14:50-15:35 Session 16E: QIF Panel
Chair:
Curtis Brown (Honeywell, United States)
Location: Lecture Room D
14:50
Curtis Brown (Honeywell, United States)
Ryan Gelotte (Action Engineering, United States)
Daniel Campbell (Capvidia, United States)
Rich Eckenrode (Elysium, United States)
Bob Stone (Origin International, Canada)
Evan Kessick (GE Appliances, United States)
Ray Stahl (Kotem, United States)
Martin Hardwick (STEP Tools, United States)
Coleman Donnelly (Stryker, United States)
Mark Nielsen (TechAzul, United States)
Jennifer Herron (Action Engineering, United States)
Tom Kramer (NIST, United States)
QIF for Industry: Open Round-Table Forum
SPEAKER: Curtis Brown

ABSTRACT. A Q & A panel containing representatives from the QIF Community, authors, implementers, users, and thought leaders. Panel will also discuss the scope and uses for the new ANSI/DMSC QIF v3.0 standard and status on progressing QIF as an ISO/QIF. Furthermore, discuss the development and adoption of QIF from vendors and large industrial end users.

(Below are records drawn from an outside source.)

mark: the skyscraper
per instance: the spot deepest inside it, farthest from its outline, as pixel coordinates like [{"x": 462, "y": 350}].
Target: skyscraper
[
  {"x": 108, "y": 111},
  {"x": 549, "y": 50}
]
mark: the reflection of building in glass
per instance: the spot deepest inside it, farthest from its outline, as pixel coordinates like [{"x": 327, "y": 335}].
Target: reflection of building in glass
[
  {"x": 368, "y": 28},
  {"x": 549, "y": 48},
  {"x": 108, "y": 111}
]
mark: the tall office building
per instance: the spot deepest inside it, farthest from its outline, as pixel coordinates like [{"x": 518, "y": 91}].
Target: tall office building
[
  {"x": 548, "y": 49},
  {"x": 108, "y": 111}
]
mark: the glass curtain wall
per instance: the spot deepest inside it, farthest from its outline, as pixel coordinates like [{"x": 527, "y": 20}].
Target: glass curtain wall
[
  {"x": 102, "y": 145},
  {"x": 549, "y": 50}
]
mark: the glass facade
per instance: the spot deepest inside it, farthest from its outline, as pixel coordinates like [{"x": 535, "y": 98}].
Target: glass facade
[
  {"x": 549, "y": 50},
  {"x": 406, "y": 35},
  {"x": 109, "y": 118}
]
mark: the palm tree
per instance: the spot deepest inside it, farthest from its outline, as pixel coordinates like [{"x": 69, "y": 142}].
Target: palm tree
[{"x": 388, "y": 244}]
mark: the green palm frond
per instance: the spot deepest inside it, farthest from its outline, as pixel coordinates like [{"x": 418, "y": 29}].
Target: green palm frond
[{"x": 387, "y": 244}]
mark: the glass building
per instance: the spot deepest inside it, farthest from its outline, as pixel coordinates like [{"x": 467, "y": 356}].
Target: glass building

17:05-17:25 Session 17: Tech Demo
Chair:
Thomas Hedberg (National Institute of Standards and Technology, United States)
Location: Red Auditorium
17:05
Anthony Davenport (Phoenix Integration, United States)
David Mastrorocco (Phoenix Integration, United States)
Scott Ragon (Phoenix Integration, United States)
MBSE Enabled by Integration with Analytical Simulation Tools for Validation

ABSTRACT. System Engineering models are fantastic models for describing a system. To extend their usefulness, Phoenix Integration has developed a plugin to ModelCenter that will allow system engineering models to be integrated to any simulation toolset for validation of the system engineering model. This includes requirements and behavior analysis with the integrated environment.

The objective of this video demonstration would be to show how the integration can be utilized for performance analysis and solution validation.